A customer shops in an Ikea store in Beijing. The home-furnishing retail giant started construction of its second store in the city on Wednesday and aims to have at least 16 outlets on the Chinese mainland by 2015. [Photo / Bloomberg]
Construction commences on Swedish retail giant's second Beijing locationBEIJING - Swedish home-furnishing giant Ikea Group is on track to expand and upgrade its business across China, with plans to more than double its store numbers on the mainland by 2015.
"We are aiming to have 16 to 18 stores on the Chinese mainland by 2015 in a combination of first-tier and second-tier cities," said Gillian Drakeford, Ikea China's retail president.
After entering China in 1998, Ikea now has eight stores in eight cities across the country.
Ian Duffy, president of Ikea Asia-Pacific told China Daily that the company grew on average by 15 percent year-on-year in each of the past 12 years.
"Although the Chinese market amounts to a small share of our global business right now, we are confident that with our sped-up expansion and China's robustly growing economy, China will be the Ikea Group's biggest market in 15 to 25 years," Duffy said.
In the 2010 fiscal year, Ikea's revenue in China increased by 23 percent year-on-year to 3.7 billion yuan ($555.9 million).
Globally, the group's 315 stores in 38 countries produced 23.1 billion euros ($30.76 billion) in revenue during that period. China is not yet on Ikea's top 10 markets list.

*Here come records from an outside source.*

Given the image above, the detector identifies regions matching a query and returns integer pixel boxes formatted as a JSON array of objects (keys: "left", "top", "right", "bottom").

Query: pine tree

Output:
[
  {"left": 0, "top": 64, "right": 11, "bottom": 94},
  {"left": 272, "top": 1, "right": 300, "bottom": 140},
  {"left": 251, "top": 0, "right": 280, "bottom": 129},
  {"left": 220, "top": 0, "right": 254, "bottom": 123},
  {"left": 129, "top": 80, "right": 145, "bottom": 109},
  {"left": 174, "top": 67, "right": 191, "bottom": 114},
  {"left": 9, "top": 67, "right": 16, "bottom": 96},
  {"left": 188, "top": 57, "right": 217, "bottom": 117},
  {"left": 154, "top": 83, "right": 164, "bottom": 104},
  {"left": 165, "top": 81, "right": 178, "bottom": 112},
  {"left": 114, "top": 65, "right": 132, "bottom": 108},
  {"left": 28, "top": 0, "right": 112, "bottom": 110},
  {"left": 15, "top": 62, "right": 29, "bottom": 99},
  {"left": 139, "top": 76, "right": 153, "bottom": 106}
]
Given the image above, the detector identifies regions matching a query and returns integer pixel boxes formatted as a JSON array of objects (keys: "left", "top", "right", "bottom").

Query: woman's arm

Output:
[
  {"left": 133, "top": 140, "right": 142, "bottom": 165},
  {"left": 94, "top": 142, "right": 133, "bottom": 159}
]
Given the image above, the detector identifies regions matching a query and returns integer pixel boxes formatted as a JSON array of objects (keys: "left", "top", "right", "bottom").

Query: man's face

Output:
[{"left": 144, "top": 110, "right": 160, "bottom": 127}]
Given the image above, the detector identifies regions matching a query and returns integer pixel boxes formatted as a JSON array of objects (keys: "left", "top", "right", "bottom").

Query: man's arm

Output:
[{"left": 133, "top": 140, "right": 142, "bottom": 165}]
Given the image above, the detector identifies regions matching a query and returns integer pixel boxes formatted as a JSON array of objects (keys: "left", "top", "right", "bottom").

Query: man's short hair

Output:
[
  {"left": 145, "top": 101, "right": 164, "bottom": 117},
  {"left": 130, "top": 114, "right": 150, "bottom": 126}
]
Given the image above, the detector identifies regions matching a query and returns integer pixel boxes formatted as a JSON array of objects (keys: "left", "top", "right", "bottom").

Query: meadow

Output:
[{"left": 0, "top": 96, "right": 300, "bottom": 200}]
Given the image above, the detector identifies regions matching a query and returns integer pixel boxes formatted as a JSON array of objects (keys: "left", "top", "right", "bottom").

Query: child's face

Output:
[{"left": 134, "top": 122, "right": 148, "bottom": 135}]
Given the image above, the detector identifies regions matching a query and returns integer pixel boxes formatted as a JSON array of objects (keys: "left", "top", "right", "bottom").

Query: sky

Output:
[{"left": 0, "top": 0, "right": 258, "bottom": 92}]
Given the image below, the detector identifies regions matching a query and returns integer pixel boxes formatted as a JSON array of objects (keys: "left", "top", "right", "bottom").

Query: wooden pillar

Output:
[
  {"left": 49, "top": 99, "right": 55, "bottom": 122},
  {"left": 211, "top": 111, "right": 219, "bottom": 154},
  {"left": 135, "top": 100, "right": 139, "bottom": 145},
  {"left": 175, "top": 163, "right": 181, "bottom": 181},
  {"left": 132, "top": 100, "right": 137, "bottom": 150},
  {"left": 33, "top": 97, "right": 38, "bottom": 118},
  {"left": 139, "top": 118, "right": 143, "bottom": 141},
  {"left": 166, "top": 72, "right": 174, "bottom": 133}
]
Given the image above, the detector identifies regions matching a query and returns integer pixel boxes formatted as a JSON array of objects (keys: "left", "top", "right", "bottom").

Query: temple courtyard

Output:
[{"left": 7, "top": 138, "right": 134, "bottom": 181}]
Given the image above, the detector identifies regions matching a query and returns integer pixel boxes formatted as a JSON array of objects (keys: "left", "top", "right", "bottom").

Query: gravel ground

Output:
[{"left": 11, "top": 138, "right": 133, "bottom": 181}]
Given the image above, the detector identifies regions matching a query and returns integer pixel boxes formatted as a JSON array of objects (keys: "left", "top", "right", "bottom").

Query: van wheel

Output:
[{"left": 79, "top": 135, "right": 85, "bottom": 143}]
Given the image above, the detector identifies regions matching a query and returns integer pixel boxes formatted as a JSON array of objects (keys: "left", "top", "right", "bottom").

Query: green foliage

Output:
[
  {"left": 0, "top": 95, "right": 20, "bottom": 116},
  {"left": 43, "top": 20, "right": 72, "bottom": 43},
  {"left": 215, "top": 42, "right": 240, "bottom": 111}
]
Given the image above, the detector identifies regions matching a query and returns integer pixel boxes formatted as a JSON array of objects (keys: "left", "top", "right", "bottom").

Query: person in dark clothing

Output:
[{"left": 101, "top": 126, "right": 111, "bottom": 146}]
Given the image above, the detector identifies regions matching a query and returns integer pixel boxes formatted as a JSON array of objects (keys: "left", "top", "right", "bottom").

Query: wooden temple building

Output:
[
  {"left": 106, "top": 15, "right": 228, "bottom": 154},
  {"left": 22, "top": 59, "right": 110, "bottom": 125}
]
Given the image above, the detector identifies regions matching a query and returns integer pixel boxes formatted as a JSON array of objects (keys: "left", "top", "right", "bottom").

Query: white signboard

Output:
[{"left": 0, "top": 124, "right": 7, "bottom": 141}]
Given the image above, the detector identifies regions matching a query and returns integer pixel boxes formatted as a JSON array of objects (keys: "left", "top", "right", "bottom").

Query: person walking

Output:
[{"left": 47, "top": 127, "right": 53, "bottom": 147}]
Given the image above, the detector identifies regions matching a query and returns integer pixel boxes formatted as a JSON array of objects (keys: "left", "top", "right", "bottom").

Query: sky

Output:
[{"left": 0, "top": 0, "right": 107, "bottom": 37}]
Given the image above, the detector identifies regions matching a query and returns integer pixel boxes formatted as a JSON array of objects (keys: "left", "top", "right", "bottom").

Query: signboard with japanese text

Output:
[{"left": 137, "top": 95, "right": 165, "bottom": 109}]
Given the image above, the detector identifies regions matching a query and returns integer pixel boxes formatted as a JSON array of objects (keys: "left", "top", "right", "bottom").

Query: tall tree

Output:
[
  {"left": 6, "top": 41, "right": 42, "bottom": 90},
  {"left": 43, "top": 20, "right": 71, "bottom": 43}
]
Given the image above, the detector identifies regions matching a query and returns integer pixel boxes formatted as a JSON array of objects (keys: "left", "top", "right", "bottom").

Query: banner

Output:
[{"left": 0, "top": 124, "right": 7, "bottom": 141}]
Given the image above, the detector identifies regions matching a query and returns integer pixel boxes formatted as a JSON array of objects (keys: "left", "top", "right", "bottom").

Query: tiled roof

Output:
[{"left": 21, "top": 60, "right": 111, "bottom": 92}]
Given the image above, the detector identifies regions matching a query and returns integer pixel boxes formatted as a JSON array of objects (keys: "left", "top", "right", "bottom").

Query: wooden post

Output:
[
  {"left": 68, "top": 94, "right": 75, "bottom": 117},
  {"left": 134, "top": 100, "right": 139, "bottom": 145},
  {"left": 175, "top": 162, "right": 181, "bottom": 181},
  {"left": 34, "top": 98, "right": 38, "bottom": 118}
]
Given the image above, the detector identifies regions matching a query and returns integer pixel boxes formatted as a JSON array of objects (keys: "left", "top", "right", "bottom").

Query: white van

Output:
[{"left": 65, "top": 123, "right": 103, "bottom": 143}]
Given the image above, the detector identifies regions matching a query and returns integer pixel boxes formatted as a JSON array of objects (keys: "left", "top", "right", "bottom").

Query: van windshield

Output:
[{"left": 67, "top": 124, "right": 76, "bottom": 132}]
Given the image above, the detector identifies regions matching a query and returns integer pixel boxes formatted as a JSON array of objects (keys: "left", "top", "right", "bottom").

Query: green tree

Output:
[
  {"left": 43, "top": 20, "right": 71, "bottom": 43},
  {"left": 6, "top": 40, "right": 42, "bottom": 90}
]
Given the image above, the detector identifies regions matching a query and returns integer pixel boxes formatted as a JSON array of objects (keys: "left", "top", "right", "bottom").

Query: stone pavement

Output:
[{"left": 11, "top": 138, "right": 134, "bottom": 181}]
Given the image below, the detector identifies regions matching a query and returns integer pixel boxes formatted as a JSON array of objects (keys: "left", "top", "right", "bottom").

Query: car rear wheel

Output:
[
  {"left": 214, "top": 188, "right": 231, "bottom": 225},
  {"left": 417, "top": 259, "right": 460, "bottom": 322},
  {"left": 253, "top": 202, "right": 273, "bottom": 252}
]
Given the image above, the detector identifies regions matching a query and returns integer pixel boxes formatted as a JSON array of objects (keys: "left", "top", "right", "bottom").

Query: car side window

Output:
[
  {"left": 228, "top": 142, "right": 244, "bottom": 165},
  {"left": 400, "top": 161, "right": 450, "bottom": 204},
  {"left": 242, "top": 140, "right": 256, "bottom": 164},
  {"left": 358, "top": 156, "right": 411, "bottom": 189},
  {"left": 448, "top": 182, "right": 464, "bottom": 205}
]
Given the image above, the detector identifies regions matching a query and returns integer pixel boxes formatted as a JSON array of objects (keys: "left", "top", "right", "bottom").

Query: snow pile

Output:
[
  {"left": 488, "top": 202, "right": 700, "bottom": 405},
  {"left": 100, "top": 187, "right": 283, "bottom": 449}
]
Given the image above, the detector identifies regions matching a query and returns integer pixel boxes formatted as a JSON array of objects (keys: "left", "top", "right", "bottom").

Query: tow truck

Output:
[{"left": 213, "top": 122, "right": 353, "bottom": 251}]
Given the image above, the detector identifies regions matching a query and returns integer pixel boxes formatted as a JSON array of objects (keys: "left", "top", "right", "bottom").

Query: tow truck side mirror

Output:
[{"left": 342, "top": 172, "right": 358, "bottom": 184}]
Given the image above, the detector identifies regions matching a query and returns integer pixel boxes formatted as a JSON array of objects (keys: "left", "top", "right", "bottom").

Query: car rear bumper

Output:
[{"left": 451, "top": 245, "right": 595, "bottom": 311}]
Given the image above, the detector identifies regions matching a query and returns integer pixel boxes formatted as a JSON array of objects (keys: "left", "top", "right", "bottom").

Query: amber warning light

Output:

On Wednesday, Ikea started the construction of its second store in Beijing in the city's southwestern Daxing district, together with a super-size shopping center, a co-investment of the Ikea Group and its sister company the Inter Ikea Centre Group.
The shopping center and store, with a total investment of more than 5 billion yuan, is the biggest investment worldwide in a single project for Ikea, Duffy said.
By 2015, Ikea and Inter Ikea will open two more shopping centers, together with Ikea home-furnishing stores in Wuxi, Jiangsu province, and Wuhan, Hubei province.
"Shanghai is our next consideration, with similar investment scale," said Duffy.
Ikea started its home-furnishing business in Shanghai and Beijing in rented space. In 2003, it opened its first standard store in the Chinese market in Shanghai, and it stopped renting real estate in 2006.
"All of our stores now and in the future in China will be located on land we have purchased," Drakeford, Ikea's retail president, said.
Both Duffy and Drakeford attribute Ikea's success in China mostly to the company's strategy of providing affordable products to more people by continuously lowering prices.
"We are satisfied with what we have done in the past years, but, we will go further to lower our prices in the future, making our products accessible to as many people as possible here in China," said Duffy.
Ikea has established a business system in China that covers production, sourcing, logistics and retail. "That's the reason we can reduce the price of our products in China, for example, a coffee table from 199 yuan 10 years ago to 39 yuan today - the cheapest in the world," Duffy said.